LETTER:Priests who cannot keep to celibacy
From Ms Clare Jenkins
Sir: Regarding the letters written in reply to Bishop Hugh Lindsay's Another View about clerical celibacy: Margaret Owen (letter, 8 July) refers to the "dangerous social consequences" of enforced celibacy. As someone who has just written a book about Roman Catholic priests' relationships (often clandestine) with women, I agree wholeheartedly with her view. But I would like to point out that it is not just in other countries (she mentions Spain, Italy and Ireland) that frustrated and sometimes sexually abusive priests are to be found.
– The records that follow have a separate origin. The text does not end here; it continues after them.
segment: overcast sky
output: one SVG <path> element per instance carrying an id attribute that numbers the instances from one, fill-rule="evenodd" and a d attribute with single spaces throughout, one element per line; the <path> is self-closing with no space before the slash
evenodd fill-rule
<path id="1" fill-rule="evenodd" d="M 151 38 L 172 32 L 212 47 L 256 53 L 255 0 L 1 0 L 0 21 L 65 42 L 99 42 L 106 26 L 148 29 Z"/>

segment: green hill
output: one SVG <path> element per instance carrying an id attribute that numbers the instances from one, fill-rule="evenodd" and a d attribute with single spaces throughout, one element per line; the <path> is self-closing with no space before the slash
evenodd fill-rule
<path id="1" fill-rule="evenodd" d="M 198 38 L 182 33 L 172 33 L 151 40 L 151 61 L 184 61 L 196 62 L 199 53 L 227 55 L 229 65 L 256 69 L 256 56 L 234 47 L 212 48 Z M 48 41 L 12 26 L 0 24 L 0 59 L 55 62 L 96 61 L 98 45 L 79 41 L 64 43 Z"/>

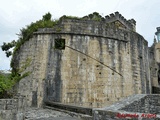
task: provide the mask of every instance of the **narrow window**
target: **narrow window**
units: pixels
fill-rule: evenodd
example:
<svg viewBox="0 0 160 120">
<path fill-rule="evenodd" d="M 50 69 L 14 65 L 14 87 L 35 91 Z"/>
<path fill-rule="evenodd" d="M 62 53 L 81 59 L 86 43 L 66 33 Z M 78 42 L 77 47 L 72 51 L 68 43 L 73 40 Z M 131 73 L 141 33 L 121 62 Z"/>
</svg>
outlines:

My own four years of research indicate that there are many priests in Britain who cannot live true to their promise of celibacy: with the result that many women have found, and are still finding, themselves in relationships with priests which are characterised by secrecy and deceit. I have been in contact with 60 such women, all of whom know at least one other woman in a similar situation. Indeed, sometimes it seems as though every Catholic knows someone who knows someone who has had an affair or a "romantic friendship" with a priest.
So when is the church going to acknowledge this fact publicly, set up a working party to look into the issue, and commission an independent report on seminary selection and training practices?
Yours faithfully,
Clare Jenkins
Sheffield
The writer is author of `A Passion for Priests' (Headline, 1995).